The long barrow had a couple of families picnicing on it today, flying kites and running around. I pushed any proprietorial thoughts away and refrained from taking all but just one photograph. As with most of the Gloucestershire long barrows there are stunning views to be had; in this case across the valley, towards the river Severn. The Severn could be clearly seen today along with the hills beyond (just a little haze). The 55 metre long barrow dips in the middle as so many of them do as a result of past excavations. Today I left it to the children playing on its slopes but will go back another time to take a closer look.
Visited on a warm, cloudy spring day (26.4.09). This barrow has a very impressive position - I had previously seen it from the train window on the Gloucester - Swindon line, where it is an easily recognisable landmark. There are terrific views over the Severn Valley to the west and across to the NW.
The barrow itself has seen a lot of excavation, along the top there are four or five large scars of varying sizes. The overall shape is still discernable but there is no sign of any megaliths.
It was very busy up here today, plenty of people out walking dogs, themselves, their children, as well as the suitablility of the barrow as spot for flying kites. Not a place for blissful solitude then, but still a communal focal point all these thousands of years after it was built. From here I headed west through the lovely Pen Hill woods, towards Buckholt Wood long barrow.

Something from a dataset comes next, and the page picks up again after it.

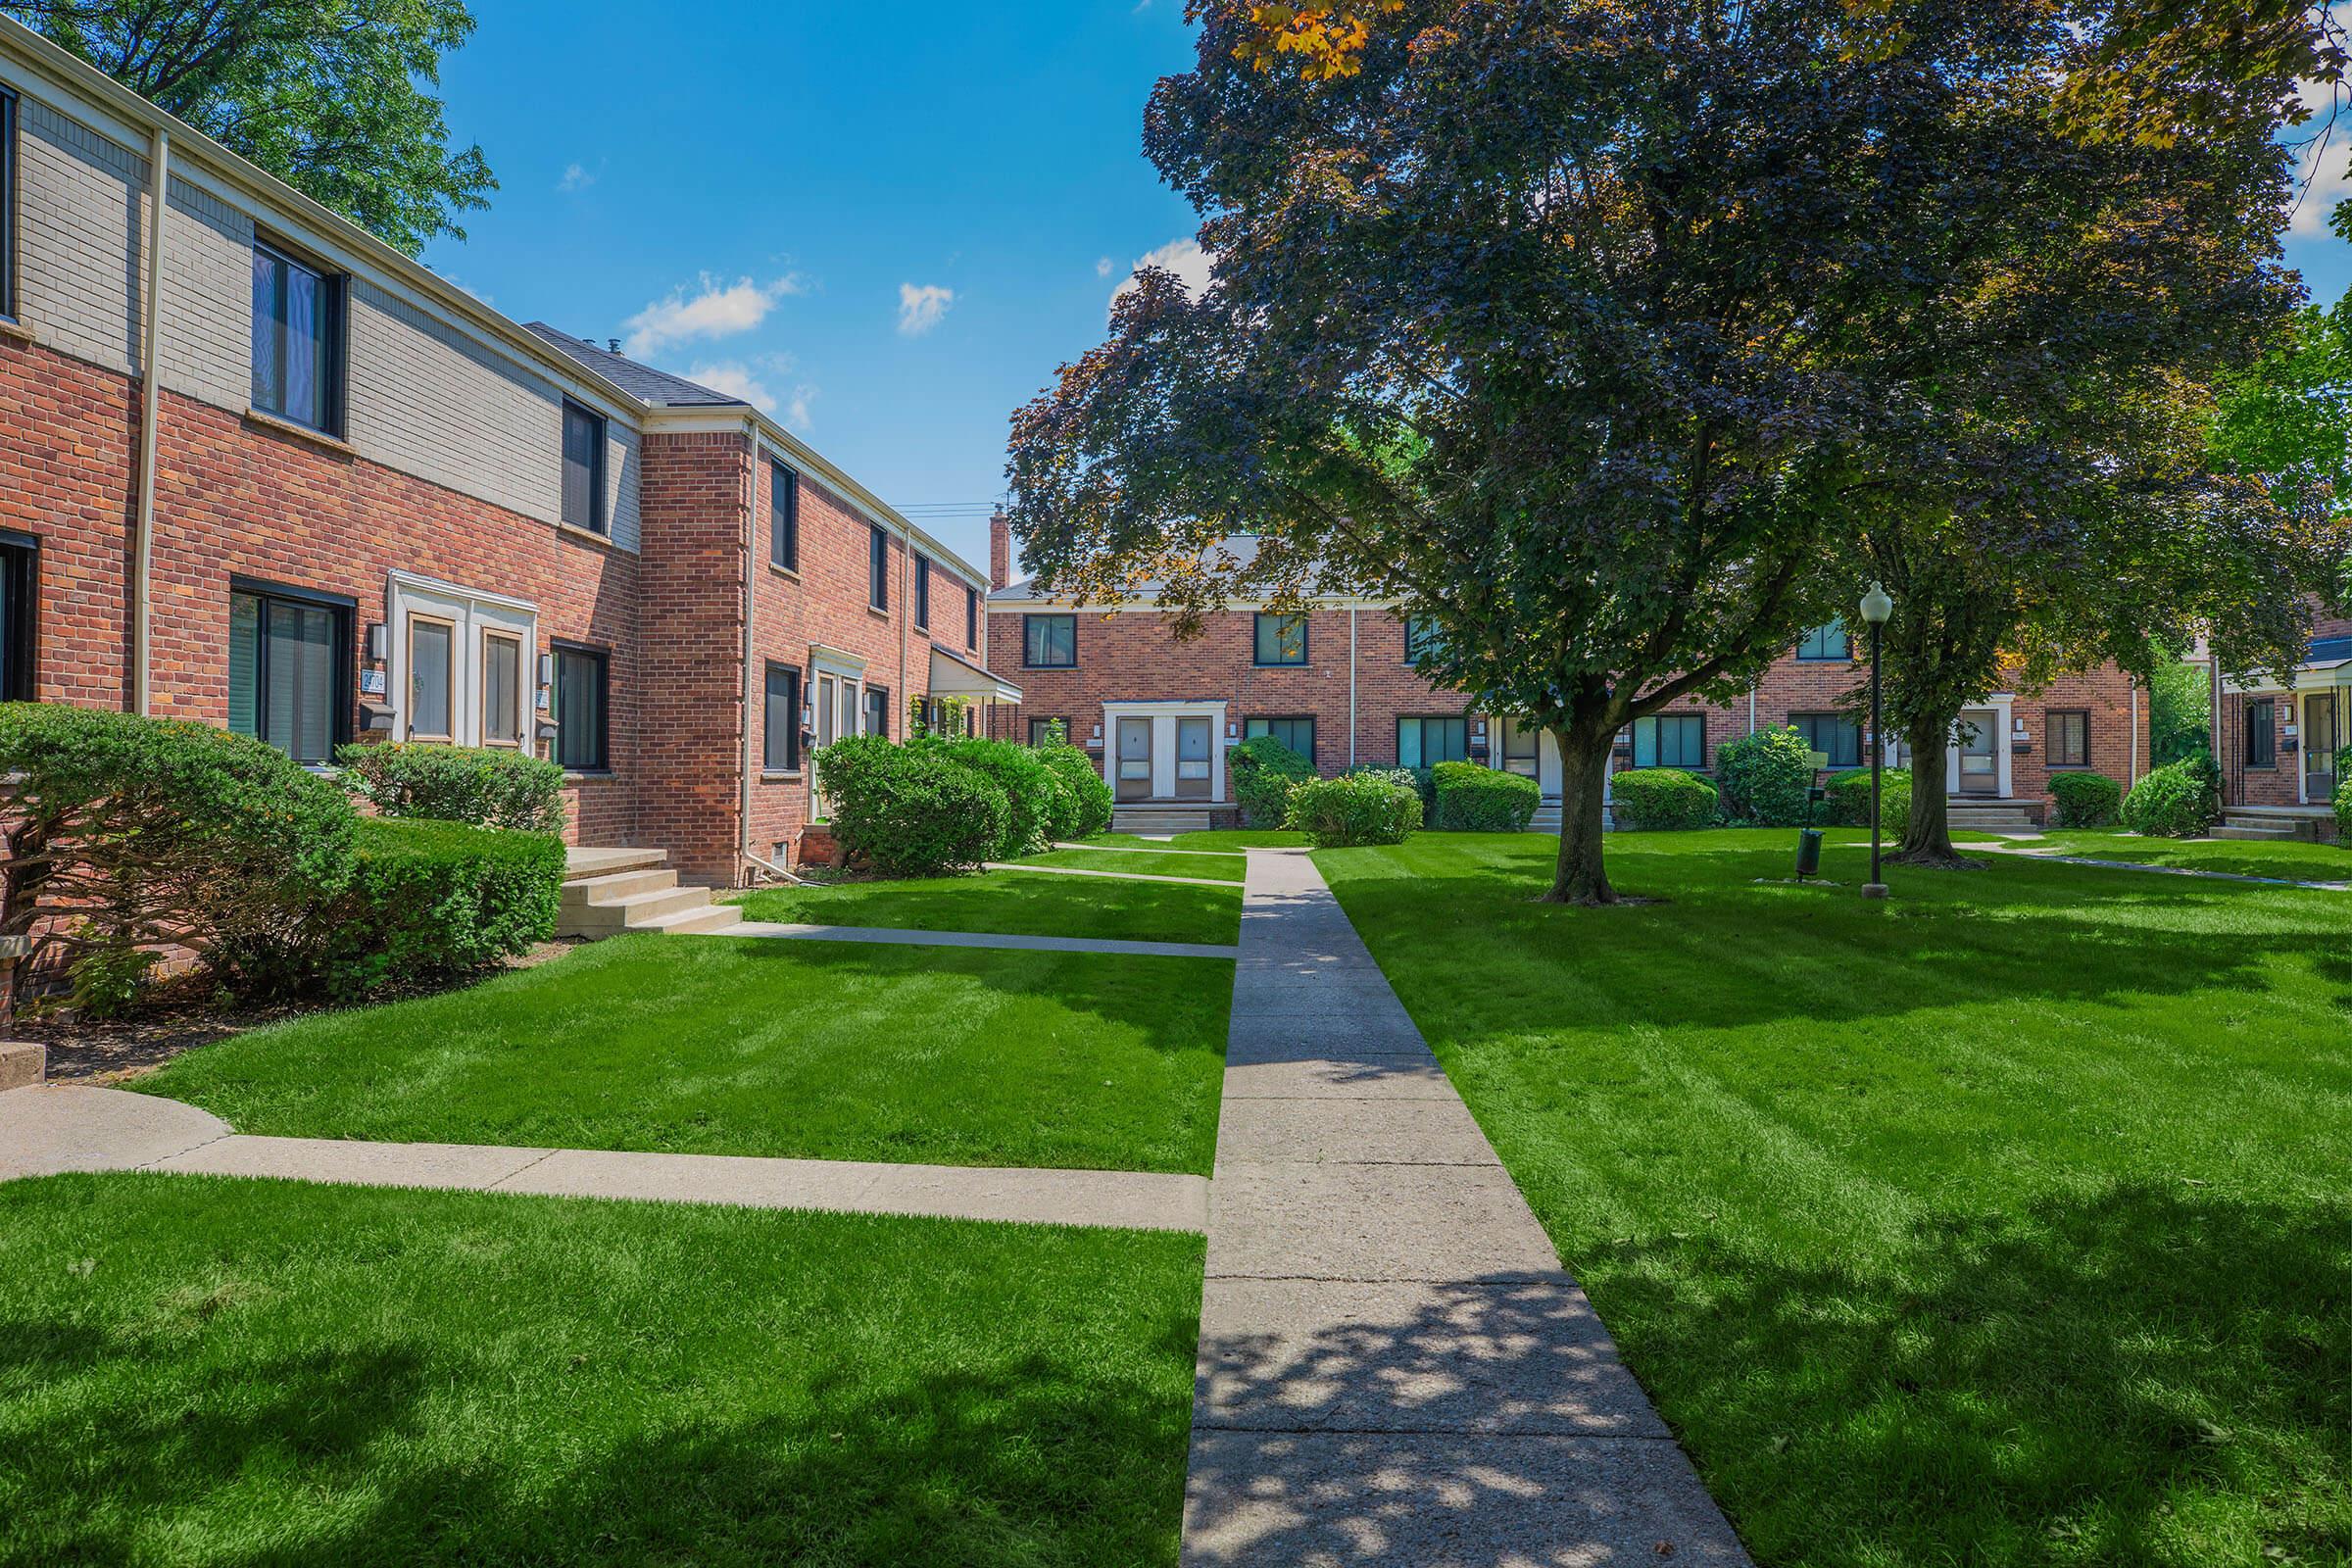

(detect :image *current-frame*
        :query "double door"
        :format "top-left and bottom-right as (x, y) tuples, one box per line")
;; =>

Looking across the western valley that bounds Minchinhampton Common, we see Selsley Hill, which is partly Common, and has earthworks, including a tumulus called "The Toots." On Selsley Hill is a small enclosed piece known as "Kill Devil Acre." An old farmer accounted to me for the name by the story of a man who was promised that he should have as much land as he could fence round in a day. He fenced in this piece (no doubt with a dry wall, as is usual here), and then fell down dead of overwork. Another version of the story was given me in these words by Miss Fennemore, of Randwick:- "Some man, having taken a fancy to this piece, determined to enclose it for his own use. To ensure safety and success, he determined to do this by night, so that he might not be disturbed, as his success depended on being able to build a row of stones round it, make a rough chimney, and light a fire therein, after which no one dared molest him. He worked all through the night, but died as he finished the task.
I'm not sure what all that's about. It sounds more than usually confused. Wasn't there a law where you could build a house quickly and thereby become a 'legal squatter'? And where's the connection with the devil anyway?? From Cotswold Place-Lore and Customs, by J. B. Partridge, in Folklore, Vol. 23, No. 3. (Sep., 1912), pp. 332-342.